日本損害保険協会(損保協、舩曵真一郎会長=三井住友海上火災保険社長)は、「損害保険会社による便宜供与適正化ガイドライン」を策定した。損保会社がディーラーを含む保険代理店などに対する取り組みを検討する上で、便宜供与の適否を判断するための基本的な考え方(判断の目安)を整理した。法的拘束力を持つものではないが、損保各社には社内規則などの策定・実践に役立ててもらう。損保協内に通報窓口も設置し、過度な便宜供与の防止を図る。
金融庁による「保険会社向けの総合的な監督指針」で、過度な便宜供与の防止が定められた。これに伴い、損保協としてもガイドラインを設ける必要があると判断した。
便宜供与の適正化に当たって損保会社が順守すべき法令などを明記した上で、損保会社の役職員が便宜供与の適否を判断するための目安を記載した。保険業法や独占禁止法、その他の関係法令などを踏まえ、必要に応じて適宜見直す。
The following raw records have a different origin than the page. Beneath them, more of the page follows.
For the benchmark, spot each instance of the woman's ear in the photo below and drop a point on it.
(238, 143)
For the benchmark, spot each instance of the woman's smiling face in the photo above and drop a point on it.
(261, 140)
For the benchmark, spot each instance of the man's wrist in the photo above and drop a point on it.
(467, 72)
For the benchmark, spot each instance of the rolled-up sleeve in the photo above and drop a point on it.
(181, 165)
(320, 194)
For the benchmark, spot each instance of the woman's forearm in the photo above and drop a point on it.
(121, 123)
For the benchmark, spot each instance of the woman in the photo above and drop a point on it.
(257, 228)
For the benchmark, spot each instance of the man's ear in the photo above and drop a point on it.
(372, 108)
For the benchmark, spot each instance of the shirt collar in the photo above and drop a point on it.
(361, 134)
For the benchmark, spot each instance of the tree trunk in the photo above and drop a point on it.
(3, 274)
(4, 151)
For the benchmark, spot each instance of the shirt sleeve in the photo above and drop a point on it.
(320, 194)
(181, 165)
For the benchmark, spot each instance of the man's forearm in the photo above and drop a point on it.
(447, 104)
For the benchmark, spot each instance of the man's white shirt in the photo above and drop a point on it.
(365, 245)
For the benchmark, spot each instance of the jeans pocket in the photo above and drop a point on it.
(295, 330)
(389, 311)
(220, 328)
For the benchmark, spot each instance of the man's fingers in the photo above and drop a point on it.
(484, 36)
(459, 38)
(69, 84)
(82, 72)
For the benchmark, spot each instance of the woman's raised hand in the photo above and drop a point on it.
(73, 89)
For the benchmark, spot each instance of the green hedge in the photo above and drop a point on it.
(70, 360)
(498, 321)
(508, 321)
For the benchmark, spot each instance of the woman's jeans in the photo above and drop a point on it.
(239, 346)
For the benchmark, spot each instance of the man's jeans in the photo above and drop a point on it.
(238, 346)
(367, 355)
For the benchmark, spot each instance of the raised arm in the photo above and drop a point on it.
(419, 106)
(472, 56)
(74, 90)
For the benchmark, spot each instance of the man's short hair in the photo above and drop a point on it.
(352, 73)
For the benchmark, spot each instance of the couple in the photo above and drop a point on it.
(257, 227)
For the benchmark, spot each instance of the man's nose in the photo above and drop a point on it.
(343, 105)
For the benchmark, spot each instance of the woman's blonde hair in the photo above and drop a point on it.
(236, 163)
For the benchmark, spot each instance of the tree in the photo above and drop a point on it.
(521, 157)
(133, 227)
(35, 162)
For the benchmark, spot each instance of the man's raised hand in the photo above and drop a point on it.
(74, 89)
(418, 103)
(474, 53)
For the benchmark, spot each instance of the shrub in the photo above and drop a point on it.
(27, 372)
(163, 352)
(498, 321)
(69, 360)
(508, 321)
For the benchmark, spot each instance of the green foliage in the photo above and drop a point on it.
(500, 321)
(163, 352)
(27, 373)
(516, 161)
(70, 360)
損保会社による便宜供与の適正化の対象・範囲は、代理店に加え、保険募集人である代理店の役員や使用人も含む。
損保会社による便宜供与は、代理店との関係維持・強化や保険販売の拡大などを目的に損保業界の商習慣として定着・浸透してきた。便宜供与の形態や程度は、基本的には当事者の自主判断に委ねられる。ただ、便宜供与の中には一部に行き過ぎたケースがあり、金融庁の有識者会議でも「顧客の適切な商品選択の機会」や「公正な競争」を阻害する要因の一つとの指摘も受けていた。
監督指針では、顧客の適切な商品選択の機会が阻害される過度な便宜供与として、「自社の保険商品の優先的な取り扱いを誘引する便宜供与」と「実質的に自社の保険商品の優先的な取り扱いを誘引する便宜供与」について防止する必要があると示されている。
これらを踏まえ、損保協は過度の便宜供与を再定義。「約定する行為(ニギリ)」と「達成基準を課す行為(ノルマ)」は、過度の便宜供与に該当するとした。「社有車の購入」や「代理店への顧客紹介」といった保険代理業務以外などの便宜供与については、行為の「必要性・適正性・公平性・合理性」が認められるかを判断基準とする。
ただ、ニギリやノルマ以外の行為における解釈は個別の判断によるばらつきが生じやすい。そのため、損保協は主な類型ごとに代表的な便宜供与の事例を取り上げ、判断基準を解説する「想定事例集」も作成した。掲載されている事例の判断基準に、法的拘束力はない。
ガイドラインと想定事例集は、損保協のホームページから入手できる。
また、ガイドラインの策定・公表後の運用実態の把握・検証を目的に、損保協内に過度の便宜供与が疑われる事案を損保会社の役職員から受け付ける通報窓口を設置する。損保協は、通報の相手方となった損保会社に通報内容を通知する。通知を受けた損保会社は通報内容に基づき事実確認を行い、過度の便宜供与かどうかを判断の上、改善に取り組む。
通報窓口で入手した情報は、損保会社に共有するほか、損保協に設置した「代理店業務品質評議会」と金融庁に定期的に報告する。2026年度以降、同評議会にも設置している通報窓口と一本化し、一般消費者や代理店を含めて業務品質について広く通報を受け付ける予定としている。